If you went back 120 years ago, a retailer would be a pillar in the community. [They] would know not only everybody, but their likes, what they thought was interesting, what new products they might be interested in. And they would have to curate and make choices to fit in that box. They really became a part of that community.
As retail evolved so that scale became a big part of the game, much as it had earlier done in manufacturing, it became really critical that you understood customers through market research, those types of things, and that you used your scale to lower cost and therefore lower prices. Hence, Walmart played right into that picture. I think what’s so fascinating about that story and ours at Walmart is we’re kind of going back to the future here, where the expectation is rapidly changing from our customers and even our associates that we will know and be a part of that community. And, to do that, we have to be able to–in our case–scale that kind of knowledge across 4,000 stores.

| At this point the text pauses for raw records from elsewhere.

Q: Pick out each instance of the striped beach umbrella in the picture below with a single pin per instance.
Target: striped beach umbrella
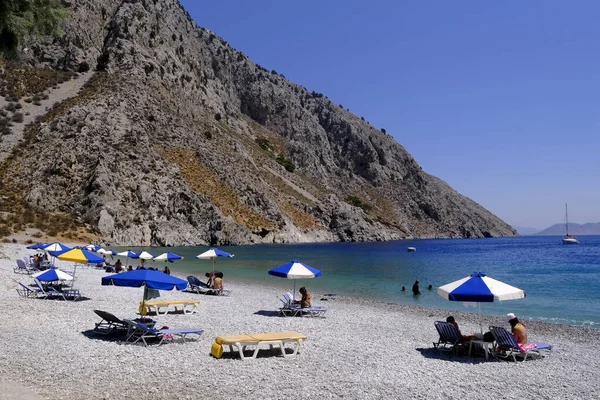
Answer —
(168, 257)
(479, 288)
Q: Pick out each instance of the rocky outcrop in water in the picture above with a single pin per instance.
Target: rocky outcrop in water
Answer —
(179, 139)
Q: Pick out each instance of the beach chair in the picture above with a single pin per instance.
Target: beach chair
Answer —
(26, 291)
(507, 346)
(450, 339)
(242, 342)
(23, 268)
(109, 323)
(291, 309)
(196, 285)
(145, 334)
(162, 307)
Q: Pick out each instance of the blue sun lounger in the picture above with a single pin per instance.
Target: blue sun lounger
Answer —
(507, 346)
(143, 333)
(450, 339)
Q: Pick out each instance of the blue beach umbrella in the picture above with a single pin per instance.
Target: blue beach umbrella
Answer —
(92, 247)
(56, 246)
(295, 270)
(170, 257)
(147, 278)
(479, 288)
(213, 253)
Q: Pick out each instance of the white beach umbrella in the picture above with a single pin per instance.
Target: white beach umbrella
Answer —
(128, 254)
(213, 254)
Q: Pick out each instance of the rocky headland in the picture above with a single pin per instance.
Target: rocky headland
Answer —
(176, 138)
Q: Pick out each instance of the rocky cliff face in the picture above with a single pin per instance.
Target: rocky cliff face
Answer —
(179, 139)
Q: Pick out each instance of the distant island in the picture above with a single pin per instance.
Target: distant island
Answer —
(590, 228)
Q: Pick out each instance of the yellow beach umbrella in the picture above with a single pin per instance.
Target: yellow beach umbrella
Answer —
(79, 256)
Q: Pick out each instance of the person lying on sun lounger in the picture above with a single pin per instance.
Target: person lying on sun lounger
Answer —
(305, 301)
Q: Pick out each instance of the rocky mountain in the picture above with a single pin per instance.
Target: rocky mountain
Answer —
(179, 139)
(590, 228)
(526, 230)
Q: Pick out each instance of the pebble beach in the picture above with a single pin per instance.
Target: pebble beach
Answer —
(360, 350)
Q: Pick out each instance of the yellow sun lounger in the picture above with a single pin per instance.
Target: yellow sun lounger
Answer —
(241, 342)
(161, 307)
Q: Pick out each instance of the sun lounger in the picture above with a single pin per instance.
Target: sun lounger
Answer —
(145, 334)
(161, 307)
(450, 339)
(53, 293)
(241, 342)
(23, 268)
(109, 323)
(26, 291)
(291, 309)
(507, 346)
(196, 285)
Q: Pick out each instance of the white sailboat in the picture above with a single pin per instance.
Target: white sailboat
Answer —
(568, 239)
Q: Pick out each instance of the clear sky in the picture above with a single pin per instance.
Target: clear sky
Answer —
(501, 99)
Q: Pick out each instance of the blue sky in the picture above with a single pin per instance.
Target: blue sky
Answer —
(499, 99)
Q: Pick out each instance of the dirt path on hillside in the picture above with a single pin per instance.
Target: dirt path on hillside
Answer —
(31, 111)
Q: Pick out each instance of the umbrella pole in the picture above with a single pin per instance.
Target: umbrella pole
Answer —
(294, 292)
(480, 321)
(143, 302)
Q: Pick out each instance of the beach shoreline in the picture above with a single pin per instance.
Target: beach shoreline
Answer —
(361, 349)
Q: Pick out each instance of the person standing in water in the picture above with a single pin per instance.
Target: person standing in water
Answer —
(416, 288)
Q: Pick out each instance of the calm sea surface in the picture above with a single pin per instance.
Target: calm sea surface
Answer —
(562, 282)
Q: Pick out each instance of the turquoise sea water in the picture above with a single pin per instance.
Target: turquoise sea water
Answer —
(562, 282)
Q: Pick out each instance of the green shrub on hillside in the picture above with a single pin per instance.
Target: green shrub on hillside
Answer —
(265, 144)
(21, 17)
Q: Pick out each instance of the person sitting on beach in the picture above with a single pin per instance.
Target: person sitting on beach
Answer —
(465, 338)
(217, 281)
(305, 301)
(518, 329)
(416, 288)
(211, 275)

We’re just barely starting to see the potential that [going local] offers us. We’re going to have to absolutely become a part of those communities and know what’s going on in that community. Being dumb about what’s happening is not going to be acceptable anymore for us or any other large organization.
Along with Facebook, Hearsay Social shares this vision of global businesses going local through social. The Hearsay Social platform was actually built from the ground up so that enterprises could engage with their customers via social media at every level of the organization–from brand to region to local stores, agents, or employees.

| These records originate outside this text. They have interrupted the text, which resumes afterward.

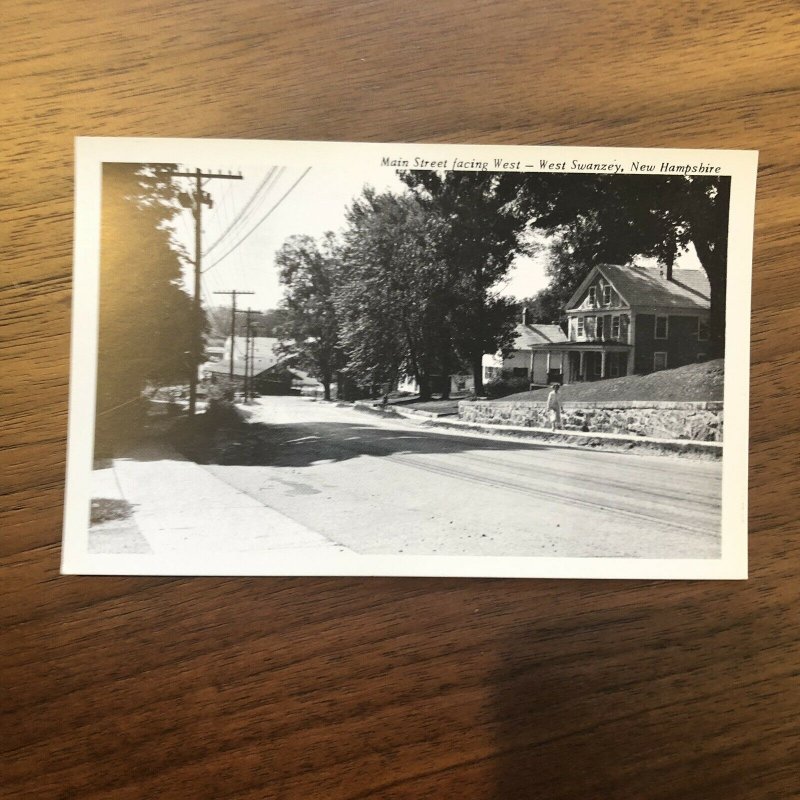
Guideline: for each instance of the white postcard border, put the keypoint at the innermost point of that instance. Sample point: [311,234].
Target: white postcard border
[90,155]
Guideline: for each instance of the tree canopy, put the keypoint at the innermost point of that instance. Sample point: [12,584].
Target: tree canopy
[477,247]
[603,218]
[392,299]
[310,271]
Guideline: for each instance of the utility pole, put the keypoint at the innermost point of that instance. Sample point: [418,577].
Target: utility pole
[233,293]
[195,202]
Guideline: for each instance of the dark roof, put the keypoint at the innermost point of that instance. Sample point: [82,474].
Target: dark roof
[529,335]
[645,286]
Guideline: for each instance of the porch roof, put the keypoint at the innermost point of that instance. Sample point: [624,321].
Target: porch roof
[561,347]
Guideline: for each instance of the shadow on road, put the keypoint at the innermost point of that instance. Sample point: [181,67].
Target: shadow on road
[303,444]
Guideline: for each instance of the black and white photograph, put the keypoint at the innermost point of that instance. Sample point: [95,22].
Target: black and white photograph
[330,358]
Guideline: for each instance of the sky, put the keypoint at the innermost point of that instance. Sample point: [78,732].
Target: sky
[290,202]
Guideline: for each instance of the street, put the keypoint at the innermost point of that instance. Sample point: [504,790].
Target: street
[380,485]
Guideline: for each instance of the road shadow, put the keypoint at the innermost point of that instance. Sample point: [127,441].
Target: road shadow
[303,444]
[239,442]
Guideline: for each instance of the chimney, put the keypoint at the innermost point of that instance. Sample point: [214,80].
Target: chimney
[670,259]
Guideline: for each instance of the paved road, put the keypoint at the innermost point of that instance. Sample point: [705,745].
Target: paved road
[385,486]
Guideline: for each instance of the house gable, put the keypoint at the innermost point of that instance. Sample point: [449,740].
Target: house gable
[597,291]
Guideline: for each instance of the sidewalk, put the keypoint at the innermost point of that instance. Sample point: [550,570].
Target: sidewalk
[598,439]
[180,507]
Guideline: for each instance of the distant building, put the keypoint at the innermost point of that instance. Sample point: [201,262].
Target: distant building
[630,320]
[462,382]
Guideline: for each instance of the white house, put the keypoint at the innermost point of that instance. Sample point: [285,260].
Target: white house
[540,367]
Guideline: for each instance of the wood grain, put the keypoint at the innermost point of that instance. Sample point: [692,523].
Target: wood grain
[354,688]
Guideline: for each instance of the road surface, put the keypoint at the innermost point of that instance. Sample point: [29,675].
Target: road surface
[385,486]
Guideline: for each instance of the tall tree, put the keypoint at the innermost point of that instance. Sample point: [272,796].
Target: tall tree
[605,218]
[393,300]
[478,245]
[146,318]
[310,271]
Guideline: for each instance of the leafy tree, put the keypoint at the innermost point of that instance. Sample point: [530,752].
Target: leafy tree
[310,270]
[604,218]
[393,302]
[478,244]
[145,318]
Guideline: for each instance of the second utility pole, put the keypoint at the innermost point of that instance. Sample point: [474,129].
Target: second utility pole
[200,197]
[233,294]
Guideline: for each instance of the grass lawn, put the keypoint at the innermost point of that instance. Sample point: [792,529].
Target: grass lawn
[702,382]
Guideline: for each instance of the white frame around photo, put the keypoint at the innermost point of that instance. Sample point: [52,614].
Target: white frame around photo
[92,153]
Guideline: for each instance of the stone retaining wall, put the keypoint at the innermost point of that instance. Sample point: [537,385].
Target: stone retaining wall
[699,421]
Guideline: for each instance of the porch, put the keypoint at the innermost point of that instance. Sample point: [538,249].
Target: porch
[577,362]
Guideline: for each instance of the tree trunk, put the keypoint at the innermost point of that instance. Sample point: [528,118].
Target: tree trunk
[715,265]
[424,382]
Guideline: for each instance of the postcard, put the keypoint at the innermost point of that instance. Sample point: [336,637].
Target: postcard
[327,358]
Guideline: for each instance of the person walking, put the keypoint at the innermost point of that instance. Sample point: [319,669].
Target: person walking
[554,406]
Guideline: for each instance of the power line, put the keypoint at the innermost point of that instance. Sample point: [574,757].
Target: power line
[253,229]
[240,216]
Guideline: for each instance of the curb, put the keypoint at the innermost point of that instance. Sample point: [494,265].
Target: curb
[591,440]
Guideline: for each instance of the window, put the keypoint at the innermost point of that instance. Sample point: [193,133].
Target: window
[624,324]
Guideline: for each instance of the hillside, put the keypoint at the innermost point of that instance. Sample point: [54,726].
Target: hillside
[693,382]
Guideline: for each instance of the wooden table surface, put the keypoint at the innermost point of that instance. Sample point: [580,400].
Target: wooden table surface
[391,688]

Hearsay Social CEO Clara Shih recently spoke to this shared vision in an Advertising Age editorial published this week, entitled Facebook’s New Business Pages Means Marketers Must Evolve:
The Internet disintermediated a human touch from many transactions, which is perfectly fine for highly commoditized products. I’m excited to see how the growing richness of social media engagement such as timeline stories are re-intermediating this sense of emotional connection and human touch. I have no doubt marketers will rise to the occasion and quickly realize this sea change in social marketing is actually an opportunity of a lifetime to transform our brands with authentic conversations and customer relationships at scale.